Egypt does little to prevent the arms smuggling and has only briefly cracked down following intense U.S. pressure, Steinitz said.

Egyptian President Hosni Mubarak has denied the tunnels are used for smuggling weapons, and has suggested Israel seal the tunnels on the Palestinian side.

"They (the Egyptians) are not giving the smugglers weapons, but they are turning a blind eye," Steinitz told diplomats and reporters. "This is a kind of implicit tacit support of terrorism."

Also Monday, the Israeli daily Haaretz said the Defense Ministry wants to extend a planned security barrier six miles east of Jerusalem, reaching far deeper into the West Bank than in published ministry plans. Ministry officials said the published route, which runs closer to Jerusalem, reflects official thinking.

Israel says it is building the barrier through the West Bank and around Jerusalem to keep out Palestinian militants. Palestinians fear an Israeli land grab. The barrier has emerged as a major point of contention between the United States and Israel, with U.S. officials demanding it not cut into the West Bank.

Israel's Cabinet Sunday narrowly approved a prisoner swap with Hezbollah after eight hours of anguished debate, but the deal could still collapse over a Lebanese inmate who was responsible for the deaths of three Israeli civilians in 1979.

Hezbollah leader Sheik Hassan Nasrallah reiterated Monday that the prisoner, whom Israel refuses to release, has to be part of the deal. However, Nasrallah did not slam the door, saying he still waits to hear from a German mediator.

The 12-11 vote Sunday reflected widespread concern that the lopsided deal — hundreds of prisoners in exchange for an Israeli businessman and bodies of three soldiers — would signal weakness and encourage more kidnapping of Israelis.

Critics of the deal also believe it's a reward for terrorism, reports Berger.

In order to move ahead, Qureia had to back down in a weeks-long dispute with Arafat over control of the security forces. Qureia's defeat left him weakened and threatened to complicate efforts to begin implementing the U.S.-backed "road map" peace plan.

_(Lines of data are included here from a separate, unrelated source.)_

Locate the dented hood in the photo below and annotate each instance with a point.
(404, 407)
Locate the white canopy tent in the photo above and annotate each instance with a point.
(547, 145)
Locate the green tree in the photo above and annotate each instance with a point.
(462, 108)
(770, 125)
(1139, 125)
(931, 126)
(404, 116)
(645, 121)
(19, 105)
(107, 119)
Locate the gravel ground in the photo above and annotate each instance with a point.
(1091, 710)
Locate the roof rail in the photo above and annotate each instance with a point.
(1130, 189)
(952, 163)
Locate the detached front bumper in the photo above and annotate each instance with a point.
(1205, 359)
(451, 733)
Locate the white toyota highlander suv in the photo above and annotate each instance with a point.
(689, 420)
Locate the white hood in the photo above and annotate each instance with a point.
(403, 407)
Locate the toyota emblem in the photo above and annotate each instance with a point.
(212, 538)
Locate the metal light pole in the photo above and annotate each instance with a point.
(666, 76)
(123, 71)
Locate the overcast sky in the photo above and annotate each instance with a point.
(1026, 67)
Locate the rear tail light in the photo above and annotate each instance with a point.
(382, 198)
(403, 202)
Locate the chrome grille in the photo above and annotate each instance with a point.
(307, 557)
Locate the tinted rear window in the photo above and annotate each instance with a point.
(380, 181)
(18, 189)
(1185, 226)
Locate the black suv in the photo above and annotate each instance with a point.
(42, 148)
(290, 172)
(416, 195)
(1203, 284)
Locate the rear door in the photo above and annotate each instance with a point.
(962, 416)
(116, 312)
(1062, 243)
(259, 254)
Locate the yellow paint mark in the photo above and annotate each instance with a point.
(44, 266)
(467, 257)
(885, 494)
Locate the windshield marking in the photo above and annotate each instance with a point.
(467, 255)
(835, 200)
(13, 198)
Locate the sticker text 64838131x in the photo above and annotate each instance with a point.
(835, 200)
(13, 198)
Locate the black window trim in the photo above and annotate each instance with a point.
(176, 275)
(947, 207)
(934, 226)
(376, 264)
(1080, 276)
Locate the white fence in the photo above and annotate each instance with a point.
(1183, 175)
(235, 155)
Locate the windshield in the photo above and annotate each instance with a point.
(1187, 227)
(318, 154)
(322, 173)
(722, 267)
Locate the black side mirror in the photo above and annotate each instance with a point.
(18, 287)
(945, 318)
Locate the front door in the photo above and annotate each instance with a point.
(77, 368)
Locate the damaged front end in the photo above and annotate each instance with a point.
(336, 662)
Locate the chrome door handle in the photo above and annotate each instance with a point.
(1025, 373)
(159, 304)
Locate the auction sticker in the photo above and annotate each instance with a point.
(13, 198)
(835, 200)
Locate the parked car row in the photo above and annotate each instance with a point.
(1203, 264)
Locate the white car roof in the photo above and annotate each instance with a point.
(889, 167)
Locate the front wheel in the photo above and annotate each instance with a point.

He plans to present the new cabinet to parliament on Wednesday.

Despite their misgivings, Israeli officials — who face public pressure to resume some sort of peace talks — stopped short of saying they would boycott Qureia because Arafat remains in control.

"This is a sad day for reform, because we see that the control of the security services remains in the hands of Arafat's cartel of terror," said Raanan Gissin, an adviser to Israeli Prime Minister Ariel Sharon.

The United States was also critical. "The prime minister must have control of all of the security forces and insist that terrorists and military organizations not under the control of the Palestinian Authority be disarmed and dismantled," State Department spokeswoman Amanda Batt said.

Saeb Erekat, a returning Cabinet minister, said Israel should stay out of Palestinian internal affairs. "The focus should be on reviving the peace process and ... implementing the road map," he said.

Hassan Khreishe, an independent legislator, said he expected the new Cabinet to win easy approval in parliament, which is controlled by Arafat's Fatah movement.

Khreishe, a frequent critic of Arafat, said the new government brings back ministers tainted by corruption, and he predicted Israel and the United States would shun the Cabinet.

"This is Yasser Arafat's government," Khreishe said. "He chose it just to send a message to the world that Yasser Arafat is the decision maker here."